Most of the chapters are broken into sections related to a single components — Chapter 6 covers the basics of the Arduino, for example, and Chapter 8 discusses hacking electronic sensors. If you’re looking for a simple robot project, you’ll find that in Chapter 7 that covers hacking with modules. What the chapter lacks in deep explanations it makes up for with full-color wiring assemblies of the robot along with the program broken into little pieces that are briefly explained.
One of the chapters that I am most impressed with is Chapter 8, Hacking with Sensors. The author provides simple snippets of code for a variety of sensors — temperature, gas detection, color, vibration, accelerometer, and magnetic. With the code, you get a quick explanation of how to make it work; tweaking the proper code settings and the wiring involved to get it on the breadboard. I often find that’s all I want… just give me the fast explanation for how to integrate something into my robot, and that’s what you get here.

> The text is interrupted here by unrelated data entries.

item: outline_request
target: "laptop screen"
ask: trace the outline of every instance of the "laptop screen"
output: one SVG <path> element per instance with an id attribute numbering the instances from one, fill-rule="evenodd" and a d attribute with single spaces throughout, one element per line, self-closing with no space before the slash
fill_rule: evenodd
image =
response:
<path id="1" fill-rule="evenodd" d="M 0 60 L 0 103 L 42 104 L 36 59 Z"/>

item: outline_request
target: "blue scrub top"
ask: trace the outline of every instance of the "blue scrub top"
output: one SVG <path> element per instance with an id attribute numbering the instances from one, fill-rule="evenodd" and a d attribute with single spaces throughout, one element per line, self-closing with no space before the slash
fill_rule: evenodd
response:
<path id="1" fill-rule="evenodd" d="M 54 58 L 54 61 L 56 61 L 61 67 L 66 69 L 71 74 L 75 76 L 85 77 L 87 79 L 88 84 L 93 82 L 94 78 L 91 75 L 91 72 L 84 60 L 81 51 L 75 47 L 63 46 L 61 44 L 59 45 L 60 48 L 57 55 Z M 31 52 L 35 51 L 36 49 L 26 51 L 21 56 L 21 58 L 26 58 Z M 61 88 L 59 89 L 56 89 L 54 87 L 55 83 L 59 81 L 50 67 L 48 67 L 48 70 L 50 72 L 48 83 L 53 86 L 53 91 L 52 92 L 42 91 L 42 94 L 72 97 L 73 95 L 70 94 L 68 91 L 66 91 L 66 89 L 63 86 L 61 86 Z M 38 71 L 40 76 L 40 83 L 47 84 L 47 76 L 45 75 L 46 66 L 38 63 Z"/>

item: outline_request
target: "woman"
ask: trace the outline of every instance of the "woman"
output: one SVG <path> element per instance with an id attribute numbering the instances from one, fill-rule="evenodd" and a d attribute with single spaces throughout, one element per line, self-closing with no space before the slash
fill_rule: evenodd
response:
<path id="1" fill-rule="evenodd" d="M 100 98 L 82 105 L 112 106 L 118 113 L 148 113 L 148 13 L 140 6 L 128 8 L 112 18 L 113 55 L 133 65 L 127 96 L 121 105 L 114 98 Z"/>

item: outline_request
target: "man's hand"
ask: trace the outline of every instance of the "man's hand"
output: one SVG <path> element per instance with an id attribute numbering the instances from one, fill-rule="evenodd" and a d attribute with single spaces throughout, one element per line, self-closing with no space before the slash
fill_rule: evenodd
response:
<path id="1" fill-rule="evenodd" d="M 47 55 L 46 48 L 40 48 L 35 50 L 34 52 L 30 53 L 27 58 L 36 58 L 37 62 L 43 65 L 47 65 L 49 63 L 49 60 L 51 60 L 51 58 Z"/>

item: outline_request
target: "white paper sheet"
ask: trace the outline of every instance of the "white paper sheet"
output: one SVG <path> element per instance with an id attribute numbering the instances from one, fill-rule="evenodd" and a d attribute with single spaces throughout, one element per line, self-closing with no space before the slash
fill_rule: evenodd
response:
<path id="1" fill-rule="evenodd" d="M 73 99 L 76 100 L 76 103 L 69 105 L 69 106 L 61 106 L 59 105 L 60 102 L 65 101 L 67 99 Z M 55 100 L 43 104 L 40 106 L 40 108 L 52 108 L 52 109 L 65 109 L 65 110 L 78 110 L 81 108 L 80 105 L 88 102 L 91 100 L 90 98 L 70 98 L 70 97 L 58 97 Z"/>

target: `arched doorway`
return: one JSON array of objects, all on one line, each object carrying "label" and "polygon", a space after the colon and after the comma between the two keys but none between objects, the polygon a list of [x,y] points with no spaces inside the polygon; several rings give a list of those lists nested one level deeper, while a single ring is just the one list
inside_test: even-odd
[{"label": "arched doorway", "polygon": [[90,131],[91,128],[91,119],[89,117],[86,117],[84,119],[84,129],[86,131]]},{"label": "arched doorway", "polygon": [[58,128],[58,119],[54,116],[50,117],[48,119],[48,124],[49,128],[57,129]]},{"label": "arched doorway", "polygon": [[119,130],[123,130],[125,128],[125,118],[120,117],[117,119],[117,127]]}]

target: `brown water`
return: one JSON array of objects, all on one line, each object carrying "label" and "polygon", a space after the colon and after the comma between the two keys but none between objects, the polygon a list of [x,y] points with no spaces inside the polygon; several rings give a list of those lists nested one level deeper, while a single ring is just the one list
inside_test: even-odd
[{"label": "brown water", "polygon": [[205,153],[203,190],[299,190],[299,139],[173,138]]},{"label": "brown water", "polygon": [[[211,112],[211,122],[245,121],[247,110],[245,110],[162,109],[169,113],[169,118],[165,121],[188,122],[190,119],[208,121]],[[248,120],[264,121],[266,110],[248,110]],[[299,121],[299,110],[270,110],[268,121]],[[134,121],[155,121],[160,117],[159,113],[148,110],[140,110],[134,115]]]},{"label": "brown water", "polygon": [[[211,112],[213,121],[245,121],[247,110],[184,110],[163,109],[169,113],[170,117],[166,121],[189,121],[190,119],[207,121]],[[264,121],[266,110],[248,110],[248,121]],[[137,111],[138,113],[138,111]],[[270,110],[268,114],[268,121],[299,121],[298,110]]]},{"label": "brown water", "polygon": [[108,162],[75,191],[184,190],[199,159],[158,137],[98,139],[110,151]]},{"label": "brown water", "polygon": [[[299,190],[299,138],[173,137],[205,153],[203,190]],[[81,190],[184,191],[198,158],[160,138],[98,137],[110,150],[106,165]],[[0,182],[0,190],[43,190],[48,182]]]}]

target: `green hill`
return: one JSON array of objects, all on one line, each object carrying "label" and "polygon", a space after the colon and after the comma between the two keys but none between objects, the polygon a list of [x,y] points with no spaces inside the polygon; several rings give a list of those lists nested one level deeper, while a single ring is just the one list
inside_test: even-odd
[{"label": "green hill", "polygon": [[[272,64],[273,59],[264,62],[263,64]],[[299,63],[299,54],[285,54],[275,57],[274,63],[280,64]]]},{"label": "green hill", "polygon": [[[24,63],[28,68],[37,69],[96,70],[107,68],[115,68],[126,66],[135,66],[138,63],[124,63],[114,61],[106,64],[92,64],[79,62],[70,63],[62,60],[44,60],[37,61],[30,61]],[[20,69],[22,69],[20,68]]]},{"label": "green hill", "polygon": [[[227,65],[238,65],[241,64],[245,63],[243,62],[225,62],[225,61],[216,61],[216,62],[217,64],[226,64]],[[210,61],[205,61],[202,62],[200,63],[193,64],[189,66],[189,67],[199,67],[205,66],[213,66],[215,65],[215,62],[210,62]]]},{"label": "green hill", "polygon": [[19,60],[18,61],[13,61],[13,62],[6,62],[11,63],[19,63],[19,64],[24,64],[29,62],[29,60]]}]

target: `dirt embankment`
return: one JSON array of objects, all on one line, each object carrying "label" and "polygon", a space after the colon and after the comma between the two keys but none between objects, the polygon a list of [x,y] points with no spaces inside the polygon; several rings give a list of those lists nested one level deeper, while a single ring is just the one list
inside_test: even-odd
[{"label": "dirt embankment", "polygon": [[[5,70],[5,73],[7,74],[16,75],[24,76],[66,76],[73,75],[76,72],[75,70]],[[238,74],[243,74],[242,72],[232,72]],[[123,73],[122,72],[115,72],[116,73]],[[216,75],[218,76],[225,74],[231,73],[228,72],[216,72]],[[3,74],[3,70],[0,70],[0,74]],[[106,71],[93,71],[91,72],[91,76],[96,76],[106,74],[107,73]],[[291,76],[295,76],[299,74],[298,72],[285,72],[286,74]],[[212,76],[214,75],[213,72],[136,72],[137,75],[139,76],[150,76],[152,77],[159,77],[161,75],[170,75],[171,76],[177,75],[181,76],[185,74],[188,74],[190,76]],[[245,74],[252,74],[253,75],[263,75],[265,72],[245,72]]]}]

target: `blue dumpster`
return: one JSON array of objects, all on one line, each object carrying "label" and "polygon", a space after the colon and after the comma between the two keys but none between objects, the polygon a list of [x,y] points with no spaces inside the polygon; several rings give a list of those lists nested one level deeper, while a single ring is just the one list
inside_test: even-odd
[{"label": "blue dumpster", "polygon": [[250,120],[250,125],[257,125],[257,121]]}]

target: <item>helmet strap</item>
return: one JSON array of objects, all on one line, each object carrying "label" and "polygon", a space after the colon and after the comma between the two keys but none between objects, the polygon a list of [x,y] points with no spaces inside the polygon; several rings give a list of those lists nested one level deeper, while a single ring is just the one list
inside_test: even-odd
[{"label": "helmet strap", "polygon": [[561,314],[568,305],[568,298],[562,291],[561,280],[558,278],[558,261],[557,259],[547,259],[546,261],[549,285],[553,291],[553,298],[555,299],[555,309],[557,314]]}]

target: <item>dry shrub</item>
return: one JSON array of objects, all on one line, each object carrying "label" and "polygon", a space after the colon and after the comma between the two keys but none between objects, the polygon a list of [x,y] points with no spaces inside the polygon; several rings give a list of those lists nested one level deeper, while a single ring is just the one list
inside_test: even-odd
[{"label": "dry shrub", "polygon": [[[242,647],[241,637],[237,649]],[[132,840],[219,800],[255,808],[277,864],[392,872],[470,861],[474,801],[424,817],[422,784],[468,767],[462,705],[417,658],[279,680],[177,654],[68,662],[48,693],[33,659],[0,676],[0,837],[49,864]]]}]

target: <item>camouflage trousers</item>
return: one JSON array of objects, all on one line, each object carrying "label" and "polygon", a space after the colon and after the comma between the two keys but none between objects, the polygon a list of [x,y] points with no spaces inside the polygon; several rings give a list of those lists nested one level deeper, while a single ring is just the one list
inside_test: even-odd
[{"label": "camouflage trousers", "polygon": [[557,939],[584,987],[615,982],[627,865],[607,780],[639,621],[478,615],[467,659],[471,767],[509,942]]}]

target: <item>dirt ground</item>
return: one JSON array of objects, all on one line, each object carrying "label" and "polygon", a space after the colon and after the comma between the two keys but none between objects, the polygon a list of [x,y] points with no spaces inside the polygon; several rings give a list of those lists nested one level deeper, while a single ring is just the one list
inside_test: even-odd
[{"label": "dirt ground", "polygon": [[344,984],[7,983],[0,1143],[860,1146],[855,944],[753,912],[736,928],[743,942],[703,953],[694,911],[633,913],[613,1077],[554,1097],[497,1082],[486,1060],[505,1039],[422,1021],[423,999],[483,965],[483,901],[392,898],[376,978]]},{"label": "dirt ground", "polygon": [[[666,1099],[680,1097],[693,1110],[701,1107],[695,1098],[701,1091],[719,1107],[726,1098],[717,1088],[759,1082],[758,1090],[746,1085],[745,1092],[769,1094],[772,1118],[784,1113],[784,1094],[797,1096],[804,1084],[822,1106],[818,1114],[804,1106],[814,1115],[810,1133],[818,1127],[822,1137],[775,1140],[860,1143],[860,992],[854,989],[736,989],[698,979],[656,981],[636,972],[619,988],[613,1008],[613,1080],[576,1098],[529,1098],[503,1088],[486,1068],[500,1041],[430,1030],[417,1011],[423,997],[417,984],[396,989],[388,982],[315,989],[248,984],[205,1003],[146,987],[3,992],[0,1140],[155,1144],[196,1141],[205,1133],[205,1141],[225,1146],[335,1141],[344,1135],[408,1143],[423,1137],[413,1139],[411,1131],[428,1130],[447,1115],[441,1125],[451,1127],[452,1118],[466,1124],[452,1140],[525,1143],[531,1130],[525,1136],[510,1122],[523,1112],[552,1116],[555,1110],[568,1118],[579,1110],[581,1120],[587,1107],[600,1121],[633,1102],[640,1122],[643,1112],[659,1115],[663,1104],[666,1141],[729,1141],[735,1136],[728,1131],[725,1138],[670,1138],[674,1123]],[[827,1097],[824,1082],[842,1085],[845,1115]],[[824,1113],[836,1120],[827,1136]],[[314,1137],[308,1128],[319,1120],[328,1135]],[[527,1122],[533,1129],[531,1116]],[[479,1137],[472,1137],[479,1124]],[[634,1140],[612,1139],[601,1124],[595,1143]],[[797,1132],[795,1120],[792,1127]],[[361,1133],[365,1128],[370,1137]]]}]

If I could change one thing about the book, it might be to move Chapter 10 forward in the book — this one covers taking things apart and not breaking them as well as scavenging components and doing small repairs on broken connections. And for all the projects in the book, the author provides an outstanding appendix that lists every part with its part# and (more often than not) a short list of vendors who can provide each components (and their unique part# when necessary).
There are some really fun projects in this book — hacking a slot car racer, for example. And the discussions on integrating an Arduino into an electronic toy are well done — there’s even a tutorial for controlling the toy (via the Internet) using a shield. Fun stuff.